В промоине туч опять показались луны, и штурман разглядел торчащие из болота руки: шевелящиеся, пробующие вонзиться когтями. Бронекостюм скрипел, сопротивляясь. Похоже, коня точно так же схватили: кисти торчали из болота, как камыш. Мертвецы из утонувшей обители? Точно Риндир видел еще один сон с Бранни. Острое чувство страха за нее вскипело и вырвалось, оказавшись острым не фигурально. Оно срезало хватающие руки по запястьям, точно коса траву. Штурман наконец вскочил. Осмотрел ноги дрожащего коняшки, обтер, залил биоклеем.
Вскочил верхом:
— Выноси, родненький!
И поскакал по чуть мерцающей тропе среди рыжих деревьев. Безуспешно стараясь вспомнить, где видел или хотя бы слышал о ней. Болото, всхлипнув в последний раз, выпустило коня на сухой остров, торчащий в трясине, точно плешивый череп. Десяток шагов туда, десяток сюда.

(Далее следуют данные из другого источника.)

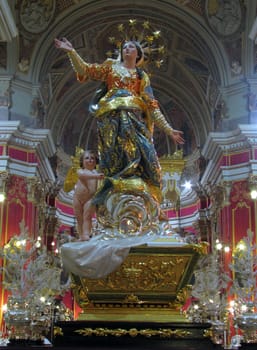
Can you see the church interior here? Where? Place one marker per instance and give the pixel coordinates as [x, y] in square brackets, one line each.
[194, 287]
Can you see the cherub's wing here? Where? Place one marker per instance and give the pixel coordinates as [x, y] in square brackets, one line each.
[70, 179]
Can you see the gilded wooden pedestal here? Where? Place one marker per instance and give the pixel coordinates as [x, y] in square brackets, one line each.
[151, 284]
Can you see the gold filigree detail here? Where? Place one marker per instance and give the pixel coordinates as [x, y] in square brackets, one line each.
[132, 299]
[182, 296]
[58, 331]
[134, 332]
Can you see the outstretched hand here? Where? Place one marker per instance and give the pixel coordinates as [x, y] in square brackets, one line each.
[177, 137]
[63, 44]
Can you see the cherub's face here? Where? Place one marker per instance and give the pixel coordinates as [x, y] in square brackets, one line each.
[89, 161]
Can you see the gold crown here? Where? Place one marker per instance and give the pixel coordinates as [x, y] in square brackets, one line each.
[143, 33]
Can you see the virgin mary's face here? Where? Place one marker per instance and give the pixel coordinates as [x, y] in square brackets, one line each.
[129, 50]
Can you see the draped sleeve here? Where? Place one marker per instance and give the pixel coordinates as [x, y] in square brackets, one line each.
[86, 71]
[154, 112]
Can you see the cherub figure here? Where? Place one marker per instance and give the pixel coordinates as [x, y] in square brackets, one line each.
[85, 189]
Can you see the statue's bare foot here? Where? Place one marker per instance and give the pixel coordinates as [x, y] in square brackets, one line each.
[84, 238]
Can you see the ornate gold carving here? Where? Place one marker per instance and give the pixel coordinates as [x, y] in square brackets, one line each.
[58, 331]
[134, 332]
[150, 281]
[173, 163]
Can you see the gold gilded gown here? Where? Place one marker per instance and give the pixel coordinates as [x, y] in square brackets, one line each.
[126, 115]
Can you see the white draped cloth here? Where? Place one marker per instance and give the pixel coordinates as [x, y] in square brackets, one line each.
[99, 256]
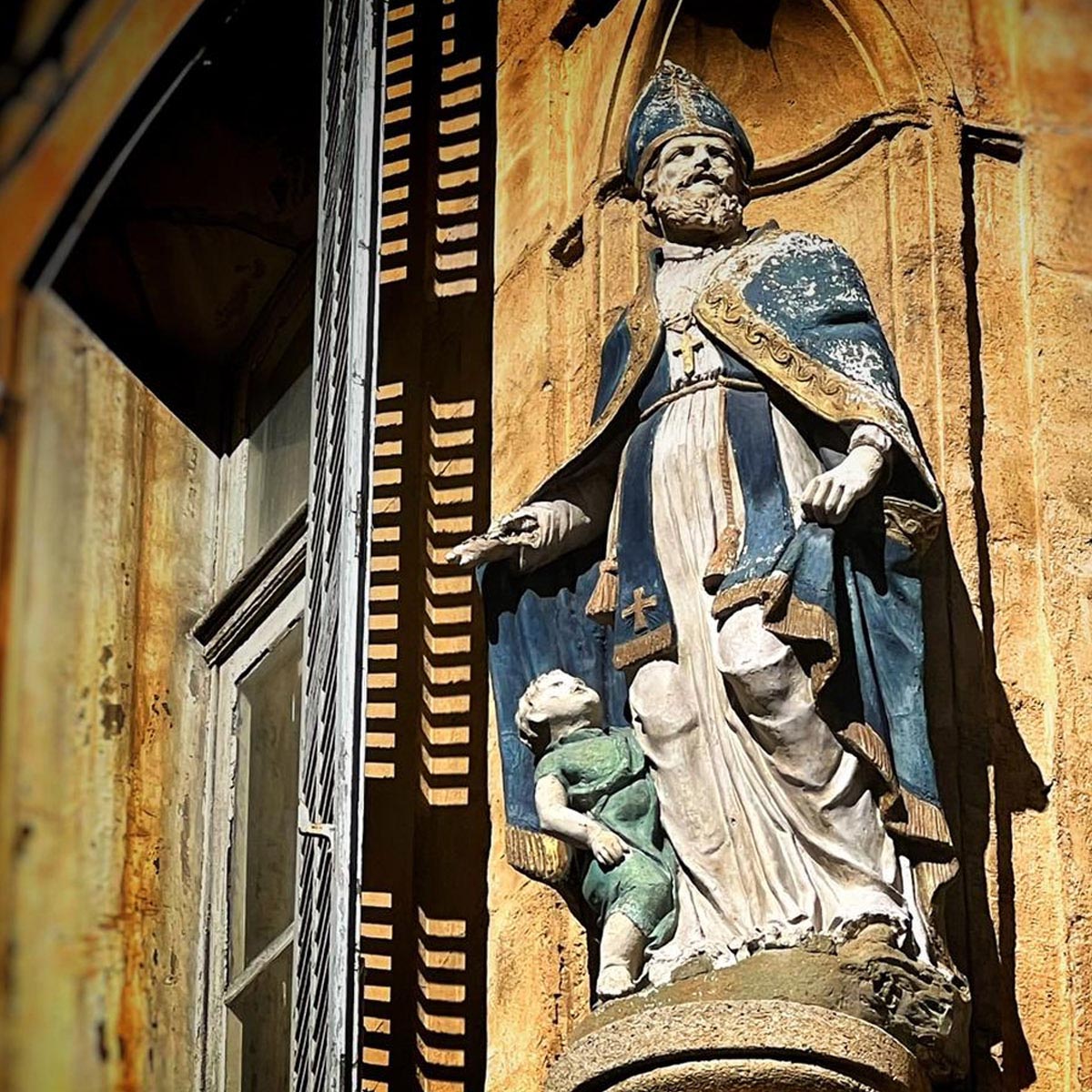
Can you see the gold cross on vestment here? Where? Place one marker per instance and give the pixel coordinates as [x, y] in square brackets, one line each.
[637, 609]
[688, 347]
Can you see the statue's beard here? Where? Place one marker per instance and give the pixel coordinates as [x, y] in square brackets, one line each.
[693, 212]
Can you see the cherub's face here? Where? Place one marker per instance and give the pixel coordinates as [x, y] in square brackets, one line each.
[567, 703]
[693, 190]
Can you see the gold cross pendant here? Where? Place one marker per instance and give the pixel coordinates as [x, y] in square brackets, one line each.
[637, 609]
[688, 348]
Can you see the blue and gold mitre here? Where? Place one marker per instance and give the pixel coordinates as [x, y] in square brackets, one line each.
[676, 103]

Холмик со срубленным скитом был обманкой. В рубленом столбике мог поместиться один человек, и то худой и стоймя. Хотя не мог бы, столбик был забит костями с ошметками плоти — не иначе как неудачливыми рабочими, которых отослал сюда Трилл. Но остров хотя бы давал опору ногам коня. Кудрявый затрясся от усталости, звеня бусинами, вплетенными в шерсть, и жалобно заржал. Ему откликнулось ржание. Второй конь, тоже по уши грязный, был привязан к осине за скитком. Бранни не было. Зато два каната торчали из рогоза, змеились и подергивались, как живые, переливались мелкой чешуей. Красный. И белый. «Осень, время красной нити». Риндир нагнулся и рукой в перчатке безжалостно обхватил канат. Сдавил, как спелое яблоко. И решительно дернул.
Внизу, у ног, закричала прорва. А потом под ногами качнулась земля.
Обитель медленно всплывала вместе с островом. Словно затонувший корабль, привязанный к поплавкам. Лебедки крутятся, тали натянуты, ругаются рабочие, а судно скрипит и скрежещет, потому что дно не хочет отпускать его. И медленно показывается из толщи воды, облепленное ракушками и водорослями, со спутанными снастями, с качающимися бортами, грязное, вонючее, гнилое и ржавое. С него стекают песок и вода, и обнажается неприглядное нутро. А здесь еще и разрывая наросший сверху над бывшим озером тонкий слой почвы и болотных растений.
И при этом казалось, что обитель никогда не была на дне, а всегда — здесь. Но Танцовщицы, только слившись, соединив сияния, позволяли увидеть ее явственно — словно обитель хоронилась в сложной системе зеркал. Только весной и осенью мертвый скит делался материальным. Чем дальше луны станут расходиться — тем сильнее будет истончаться его облик, пока вовсе не исчезнет до следующего межсезонья.
Обитель всплывала, а прорва кричала. Считалось, что на дне болота продолжается процесс гниения, и топь выбрасывает из себя газовые пузыри. Или это голосит болотная птица. Но крик был словно криком боли — от нежелания отдавать давно лежащую на дне добычу. Или криком радости — потому что зло, поднявшись, ненадолго оставила прорву в покое.
Все было, почти как во сне. Каменная выкрошенная ограда в водорослях и высохшем плюще. Покосившиеся ворота. Мощеные дорожки склизко блестели там, где из стрельчатых окон на них узкими лучами падал свет. А вокруг мертвые корявые деревья. Ткни пальцем — и все это с грохотом провалится внутрь себя.
Риндир сплюнул от омерзения. Соколом перелетел через ограду. И стал описывать круги над мертвым садом и зданиями, пытаясь догадаться, где держат Бранни. И вместе с ним бродило по гнилому парку алое пятно света. Штурман опять окликнул девочку мысленно. Но ответа не получил. Вместо него толкнулось в голову нечто размытое, липкое, сильное. И невероятно древнее. Словно сам остров с его развалинами и растопыренными деревьями пробовал проникнуть в голову и изучить изнутри.